We’re driving across the northeastern corner of Minnesota, miles and miles of rural landscape checker-boarded by thick forests and placid lakes, and suddenly somewhere between Wawina and Warba on Route 2 we see a billboard promoting … Judy Garland?
Something about a museum in Grand Rapids … her birthplace … photos and artifacts…. (I’ve always thought my mother, in photos of her youth, resembled Judy Garland….)
Who knew there was such a thing out here in the middle of nowhere.
It’s a fabulous facility. For a small admission fee, you can tour the museum and walk through the lovely 1920s two-story white-frame house where Judy was born. The expansive children’s play center – complete with toys, mats, hideaways and playhouses – is every kid’s dream come true.
The museum features exhibit after exhibit of Judy Garland paraphernalia – original playbills, photographs, notes, contracts, handwritten musical scores, dancing shoes, childhood pictures, jewelry she wore, the makeup box she used, perfume she gave as as gift, dolls, gowns, posters, Judy’s signature microphone, Dorothy’s original blue-and-white dress, video documentaries about the making of the Wizard of Oz and the history of the film industry … and much, much more.
I loved the story at the entrance of how Judy got her stage name.
And the story about how she got her MGM audition.
Here are her dancing shoes before “Frances” became “Judy.”
I’d forgotten that she was a member of the original Rat Pack. Or that she had such a close friendship with Fred Astaire. Look what he said about her!
This picture with him is priceless.
So is this one of the two of them in Irving Berlin’s Easter Parade.
Judy Garland was born just five years before my mother – and became an American singer, actress, television host, dancer and vaudevillian with a career that spanned 45 of her 47 years. She was internationally recognized for both musical and dramatic roles.
Also a recording artist and concert performer, she won a juvenile Academy Award, a Golden Globe and a special Tony Award. She was the first woman to win the Grammy Award for Album of the Year for her live recording “Judy at Carnegie Hall” in 1961.
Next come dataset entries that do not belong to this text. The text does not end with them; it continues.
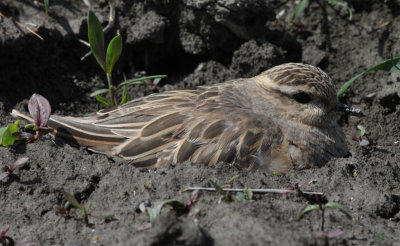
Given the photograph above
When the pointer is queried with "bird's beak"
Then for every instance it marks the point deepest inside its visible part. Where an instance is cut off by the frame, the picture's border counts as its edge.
(349, 110)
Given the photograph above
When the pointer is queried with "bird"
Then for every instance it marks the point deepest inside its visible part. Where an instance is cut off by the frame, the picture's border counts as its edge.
(282, 119)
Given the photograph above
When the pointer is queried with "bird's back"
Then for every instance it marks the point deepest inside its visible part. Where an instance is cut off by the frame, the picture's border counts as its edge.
(206, 125)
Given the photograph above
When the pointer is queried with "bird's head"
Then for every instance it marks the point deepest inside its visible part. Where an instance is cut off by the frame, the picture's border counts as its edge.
(299, 92)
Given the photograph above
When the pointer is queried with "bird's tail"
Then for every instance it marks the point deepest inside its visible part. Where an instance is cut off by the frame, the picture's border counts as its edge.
(80, 131)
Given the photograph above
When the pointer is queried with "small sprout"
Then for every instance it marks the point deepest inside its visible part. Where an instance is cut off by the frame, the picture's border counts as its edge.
(246, 195)
(154, 211)
(322, 207)
(6, 240)
(362, 138)
(7, 170)
(107, 60)
(40, 110)
(343, 4)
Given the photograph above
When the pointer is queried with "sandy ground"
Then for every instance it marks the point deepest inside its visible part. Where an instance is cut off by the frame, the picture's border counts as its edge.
(197, 43)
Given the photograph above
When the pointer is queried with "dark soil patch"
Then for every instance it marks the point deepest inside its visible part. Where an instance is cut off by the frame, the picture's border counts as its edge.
(197, 43)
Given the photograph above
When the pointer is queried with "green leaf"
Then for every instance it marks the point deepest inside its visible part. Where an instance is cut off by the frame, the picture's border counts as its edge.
(362, 130)
(7, 136)
(240, 196)
(307, 210)
(96, 40)
(29, 127)
(391, 65)
(103, 100)
(217, 187)
(339, 207)
(98, 92)
(125, 96)
(46, 8)
(248, 193)
(2, 130)
(113, 52)
(72, 200)
(139, 80)
(298, 11)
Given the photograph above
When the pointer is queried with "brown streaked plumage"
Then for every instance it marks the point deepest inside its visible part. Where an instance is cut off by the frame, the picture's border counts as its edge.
(283, 118)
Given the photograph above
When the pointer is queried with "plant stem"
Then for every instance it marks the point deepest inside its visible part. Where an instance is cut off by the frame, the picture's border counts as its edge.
(322, 213)
(112, 90)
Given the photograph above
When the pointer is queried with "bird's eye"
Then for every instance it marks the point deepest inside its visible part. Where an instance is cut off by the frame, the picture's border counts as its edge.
(302, 97)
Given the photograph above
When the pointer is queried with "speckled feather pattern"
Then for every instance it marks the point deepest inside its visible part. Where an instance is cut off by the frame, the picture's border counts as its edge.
(253, 123)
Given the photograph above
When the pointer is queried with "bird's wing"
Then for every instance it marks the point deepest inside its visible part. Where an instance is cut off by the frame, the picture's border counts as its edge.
(207, 125)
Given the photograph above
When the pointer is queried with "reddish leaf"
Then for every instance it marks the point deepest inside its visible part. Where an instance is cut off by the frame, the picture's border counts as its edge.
(4, 175)
(4, 231)
(40, 109)
(19, 162)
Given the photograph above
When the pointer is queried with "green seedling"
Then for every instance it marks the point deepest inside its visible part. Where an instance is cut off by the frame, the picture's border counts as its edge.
(343, 4)
(107, 60)
(7, 170)
(322, 207)
(4, 239)
(296, 13)
(85, 210)
(392, 65)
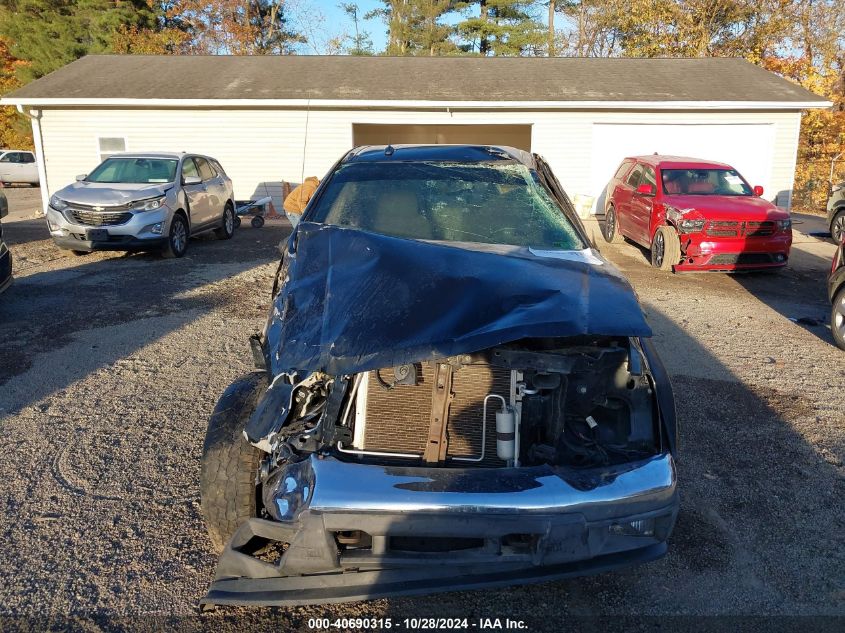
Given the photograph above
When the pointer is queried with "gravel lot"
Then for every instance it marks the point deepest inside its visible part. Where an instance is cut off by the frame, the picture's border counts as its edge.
(112, 363)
She was a wife and a mother of three.
Like too many who scale the heights from obscurity to international acclaim at a young age, Judy Garland struggled for years with substance abuse issues. She died of a drug overdose, rife with debt, having been swindled by money managers and tax advisers. (Her eldest daughter, Liza Minnelli, spent her early professional years working to pay off her mother’s debts.)
It’s hard sometimes to reconcile the facts of her life with the glamorous image of her life.
Here’s a shot of my mom at about age 20.
Of course, the artifacts from the Wizard of Oz take up a good portion of the museum, including this carriage, which was originally made for President Lincoln and – amazingly – wound up being pulled for Dorothy by “the Horse of a Different Color.”
Here’s the story behind the carriage.
Dorothy’s original blue-and-white dress is on display behind glass, as are these Dorothy dolls from the 1940s and 50s.
And no Wizard of Oz display would be complete without the Wicked Witch of the West.
My personal fave (as a former quilter) was this quilt with each square featuring another scene from the movie I – and most Americans – have probably seen a dozen times.
The story of her early years is fascinating. In this 1932 photo, Frances Gumm is in the second row, third from the right.
Here’s a little history about the deep entertainment roots of her family.
She often performed with her two older sisters.
We walked next door to tour the house.
Here’s a little history about it.
No surprise to find a piano in the living room of this musical family’s home.
I actually remember sewing as a kid on my mom’s Singer sewing machine not unlike this one.
Here’s a slice of Judy Garland that is sometimes overlooked.
What a great interlude in the middle of a long driving day across the North Star State.